●“「らしさ」への反感”――自己分析


なんで、「男が女になる」というような物語世界にここまで惹かれるのか、そのおおもとは、本当のところ、自分でもよくわかりません。
どうも、物心ついた頃から、そういうセクシャリティが自分の中にあったような気がします。でも、厳格な家庭で育ったわけではないので、たいした抑圧もなく(「男らしくしなさい」なんてこと、一度も言われなかったという意味です)、そのこと自体ではあんまり悩むことはありませんでした。「ちょっとフツーとちがうのかなぁ」という感覚だけを、小学校の頃から持った程度です。

ただ、こういう小説を書いて発表してみたいなどと思うようになるエネルギーの源は、わりとはっきりしています。
それは、小学校時代からつづく、世の中へのある種の反感からです。


ひとことで言えば、私は「体育ができない男の子」だった。そのくせ、自意識だけは強かった。

小学校、中学校で、スポーツのできない男の子というのは、極言すれば、何者でもない存在です。
私の場合で言えば、成績は悪くはなかったし、絵を描いたり、工作したり、プラモデルをつくったり、電子部品でラジオを組み立てたり、詩を書いたり、学級新聞の編集をしたり、学芸会とかの出し物を企画したり、あるいは、料理をしたり、編み物をしたり、ぬいぐるみをつくったり(とにかく「ものをつくる」ということに執着があって、そういうこともしてました)とかいうことは器用にできる子どもでした。
ところがやっぱり、かっこいい男の子と言われるのは、サッカーや野球がうまい子なわけです。
で、なんとか目立ちたくて、生徒会長をやったり、楽器を練習したり‥‥。でも、おいしいとこは、けっきょく、球技大会で逆転ゴールを決めたヤツにもっていかれてしまう。それがなんだか悔しくて‥‥。
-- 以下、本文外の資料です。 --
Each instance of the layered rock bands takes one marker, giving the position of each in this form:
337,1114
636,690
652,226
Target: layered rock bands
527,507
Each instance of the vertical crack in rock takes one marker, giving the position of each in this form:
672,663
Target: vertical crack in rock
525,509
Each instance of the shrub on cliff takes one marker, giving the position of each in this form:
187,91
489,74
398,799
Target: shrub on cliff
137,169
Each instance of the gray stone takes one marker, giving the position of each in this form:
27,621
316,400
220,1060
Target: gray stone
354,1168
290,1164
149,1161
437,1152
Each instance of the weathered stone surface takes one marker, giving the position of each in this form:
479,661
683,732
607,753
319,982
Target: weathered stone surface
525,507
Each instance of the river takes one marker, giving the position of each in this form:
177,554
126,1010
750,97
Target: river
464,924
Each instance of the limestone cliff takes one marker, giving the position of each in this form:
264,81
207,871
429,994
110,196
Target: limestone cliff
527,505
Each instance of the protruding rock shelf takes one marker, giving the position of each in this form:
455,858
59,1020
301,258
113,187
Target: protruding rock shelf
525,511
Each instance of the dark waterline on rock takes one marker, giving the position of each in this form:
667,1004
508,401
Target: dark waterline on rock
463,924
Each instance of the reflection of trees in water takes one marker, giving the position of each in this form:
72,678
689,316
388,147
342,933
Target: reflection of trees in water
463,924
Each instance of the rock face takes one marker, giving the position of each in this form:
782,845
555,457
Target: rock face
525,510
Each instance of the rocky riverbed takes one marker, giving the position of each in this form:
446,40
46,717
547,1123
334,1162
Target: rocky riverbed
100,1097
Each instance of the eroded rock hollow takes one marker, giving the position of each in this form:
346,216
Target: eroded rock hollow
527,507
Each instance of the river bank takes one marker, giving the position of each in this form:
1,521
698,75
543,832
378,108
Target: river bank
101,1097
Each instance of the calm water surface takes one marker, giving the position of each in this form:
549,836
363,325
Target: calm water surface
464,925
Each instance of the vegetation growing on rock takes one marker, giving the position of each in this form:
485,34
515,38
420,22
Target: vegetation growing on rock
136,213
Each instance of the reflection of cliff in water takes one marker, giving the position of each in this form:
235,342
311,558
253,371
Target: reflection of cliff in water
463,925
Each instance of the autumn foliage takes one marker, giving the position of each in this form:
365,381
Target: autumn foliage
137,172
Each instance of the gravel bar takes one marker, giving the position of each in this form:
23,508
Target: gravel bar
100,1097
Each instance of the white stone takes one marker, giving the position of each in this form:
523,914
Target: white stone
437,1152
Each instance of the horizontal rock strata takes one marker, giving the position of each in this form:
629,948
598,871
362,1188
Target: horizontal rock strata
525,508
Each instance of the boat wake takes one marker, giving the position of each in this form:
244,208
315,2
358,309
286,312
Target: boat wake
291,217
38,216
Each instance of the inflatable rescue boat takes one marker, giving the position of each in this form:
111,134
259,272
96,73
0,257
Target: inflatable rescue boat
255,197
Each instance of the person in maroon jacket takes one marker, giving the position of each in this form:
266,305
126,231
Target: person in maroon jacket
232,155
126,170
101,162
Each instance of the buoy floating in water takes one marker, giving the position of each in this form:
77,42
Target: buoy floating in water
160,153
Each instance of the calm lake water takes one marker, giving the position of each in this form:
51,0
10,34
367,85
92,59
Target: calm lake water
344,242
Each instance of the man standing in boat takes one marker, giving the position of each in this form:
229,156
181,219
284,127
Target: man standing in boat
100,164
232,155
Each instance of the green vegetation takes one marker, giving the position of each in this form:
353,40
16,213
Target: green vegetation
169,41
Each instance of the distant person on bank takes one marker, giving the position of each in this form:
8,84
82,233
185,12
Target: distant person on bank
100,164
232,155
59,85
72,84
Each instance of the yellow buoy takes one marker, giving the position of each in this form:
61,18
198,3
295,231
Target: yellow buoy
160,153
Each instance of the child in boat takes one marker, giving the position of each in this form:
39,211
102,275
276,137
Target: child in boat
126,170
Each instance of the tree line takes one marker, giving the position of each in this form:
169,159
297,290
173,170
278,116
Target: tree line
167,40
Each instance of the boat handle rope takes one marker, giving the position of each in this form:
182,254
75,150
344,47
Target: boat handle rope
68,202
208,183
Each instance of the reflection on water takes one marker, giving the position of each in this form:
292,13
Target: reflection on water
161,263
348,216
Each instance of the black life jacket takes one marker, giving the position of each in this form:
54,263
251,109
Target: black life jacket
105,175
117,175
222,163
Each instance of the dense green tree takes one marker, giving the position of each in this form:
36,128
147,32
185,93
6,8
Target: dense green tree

今考えると、どうしてそこまで自意識過剰だったのか、恥ずかしくもなりますが、そんな中で、どうしても「男らしいって、なんなんだよ」と考えてしまったわけです。

もっと切実な問題としては、マッチョでデリカシーのかけらもないようなヤツにカツアゲされたりって体験も、そんな「男らしさ」への反感につながっています。

一方、女の子の場合は、スポーツができるかできないかではなくて、「かわいい」とか「きれい」とかいうことがポイントになるわけです。
で、長い髪にきれいな洋服だけで注目を集めてしまうそんな美人の女の子にも嫉妬していたような気がします。それを意識的に武器にして使ってるような子はまだ許せるのだけれど、「無意識の女らしさ」を振りまいて、男に媚びることが身に付いてしまっているような子には、やはり強い反感を持っていました。

要するに、私は、自分の性を一度も疑ったことがないようなヤツが嫌いだったのだと思います。

まあ、そんな私も、大人になる過程で世間にもまれて、そこまで強い自意識は持たなく(持てなく)なりました。そのぶん、そんな自意識というか、自己表現への欲求が文章を書くという行為に収斂されていって、それが職業にもなっているわけですから、それなりにうまく自分を社会化できたのだと思います。

だけど今でも、「男らしい」「女らしい」というような「らしさ」への反感だけは、しっかり残っています。
それが、こんな小説を書くエネルギーになっているのだと思います。


とりあえず発表の場がそこしかなかったので、女装誌から出発しましたが、本当は、私の書いた小説をもっと広い層、ことに普通の(自分のことを「普通」だと信じて疑わない――きっとスポーツが得意だったにちがいない――)男性に読んでもらいたいと思っています。

私が世の中に対して持っている反感をはらすため、そんな男性の中に眠っている「女らしきもの」をくすぐってやりたいと思ってるんです、きっと。